The only way I have found to stop these thoughts is to practise them out. Every thought that comes in, stop, assess, and if it’s in any way negative or repetitive, say to yourself “Stop – No more.” Every single time. Call a time out. Then replace the thought with something pleasant. It helps to have something pleasant up your sleeve ready for every eventuality.
For instance, when depressed I would experience an immense feeling of guilt. I found that a lot of the thoughts that were bombarding me were thoughts of the past where I had done something wrong or said something stupid. Before my feet even hit the floor in the morning, I would have thought of half a dozen things that I had done badly in the past. So, I started small, I picked on just one thought. Every time I heard myself say in my head ‘you are so stupid’, I immediately said to myself ‘stop, no more’, then I thought of the day my son was born. I thought about my son a lot!!
At first it was really difficult to remember to stop the thoughts as they were so automatic, but I made it my job to become really vigilant. Soon, after some hard work I was good at catching myself saying “you’re so stupid”, so I started on other thoughts like:
- “No one loves”
- “You can’t do this”
- “You’re a waste of space.”
The more I did the better I got at it. I practised this skill every day. Every minute of every day. I became ever vigilant with my thoughts. I worked hard, and pretty soon I took back control of my mind. It wasn’t easy, but it was possible. Then, just as I started to make some progress with taking back control of my thoughts, my psychologist shared the circles with me.
The circles would have to be one of the most powerful tools in my toolbox. They go like this:
There are three circles, one big and two small.
The first circle is the past. It’s ok to spend a few minutes thinking about what is in this circle, but you don’t want to set up camp and stay there. The circle is smaller to indicate how much time you should spend here. If you spend too much time in this circle you will ruminate on all the bad things that have happened to you and you will become depressed.
The middle circle is the present. It is the biggest because this is where we want to spend all of our time. Stay in here as it’s the healthiest and most comfortable circle to be in. Set up camp here.
The third circle is the future and it is small to indicate that you shouldn’t spend too much time here. It’s ok to spend some time here to make plans or schedule your day, but you don’t want to stay here either. Too much time in the future circle leads to anxiety and worry.

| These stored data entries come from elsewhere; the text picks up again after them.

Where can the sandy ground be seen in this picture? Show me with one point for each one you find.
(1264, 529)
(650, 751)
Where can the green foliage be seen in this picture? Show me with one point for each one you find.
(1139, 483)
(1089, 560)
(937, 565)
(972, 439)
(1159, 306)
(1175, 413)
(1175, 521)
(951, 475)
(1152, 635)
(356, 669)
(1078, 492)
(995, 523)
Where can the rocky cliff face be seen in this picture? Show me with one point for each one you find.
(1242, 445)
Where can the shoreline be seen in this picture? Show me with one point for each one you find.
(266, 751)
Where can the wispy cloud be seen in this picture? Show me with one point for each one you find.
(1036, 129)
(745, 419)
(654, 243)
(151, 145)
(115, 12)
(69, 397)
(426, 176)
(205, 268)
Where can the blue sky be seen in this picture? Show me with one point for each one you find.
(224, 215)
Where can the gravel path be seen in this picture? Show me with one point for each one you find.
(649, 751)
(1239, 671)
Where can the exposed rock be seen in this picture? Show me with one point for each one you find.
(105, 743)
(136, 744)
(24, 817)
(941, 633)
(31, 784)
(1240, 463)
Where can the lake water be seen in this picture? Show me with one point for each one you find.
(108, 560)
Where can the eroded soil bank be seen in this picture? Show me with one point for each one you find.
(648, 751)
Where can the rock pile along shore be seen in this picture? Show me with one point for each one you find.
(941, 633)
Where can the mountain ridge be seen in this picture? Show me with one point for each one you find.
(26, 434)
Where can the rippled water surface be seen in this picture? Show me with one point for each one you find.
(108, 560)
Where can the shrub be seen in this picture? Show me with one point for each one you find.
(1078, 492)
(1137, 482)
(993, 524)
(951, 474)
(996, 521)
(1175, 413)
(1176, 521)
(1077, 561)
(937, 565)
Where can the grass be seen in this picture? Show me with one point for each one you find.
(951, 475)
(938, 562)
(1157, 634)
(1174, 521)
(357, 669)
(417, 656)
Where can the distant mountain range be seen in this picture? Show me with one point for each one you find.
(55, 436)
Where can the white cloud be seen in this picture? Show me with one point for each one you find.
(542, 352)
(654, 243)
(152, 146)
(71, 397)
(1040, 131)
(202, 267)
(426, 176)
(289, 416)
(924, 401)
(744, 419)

So, the trick of the circles is to spend as much time as possible in the present circle, the big one. This takes practise and commitment. Practise becoming aware of your thoughts, assess which circle they are in, and actively move them to the present circle. The easiest way to do this is think to yourself, what are five things I can see right now? What are five things I can hear? What are five things I can physically feel? And so on. This little exercise brings you back to present circle pretty quickly.
It is so easy when you’re depressed to spend time in both the past and future circles. However, if you take time, patience, commitment and practise, you will find it easier and easier to spend more time in the present circle. Just asking yourself every so often “Which circle am I in right now?” will help you get back to the present, and like any skill, the more you practise the easier it gets.
Depression is a tough master. He doesn’t give up control easily or comfortably. If you practise, it is possible to put a dent in his armour by controlling your thoughts. Start little. Just focus on one thought that you have. Call a time out and see yourself jumping back into the present circle. Pretty soon, you will control your thoughts and your mind. You will be calling the shots.
Think of the circles and the time out thinking like a tool in your depression toolbox, when combined with the other ones, it makes one hell of a difference in getting the job done!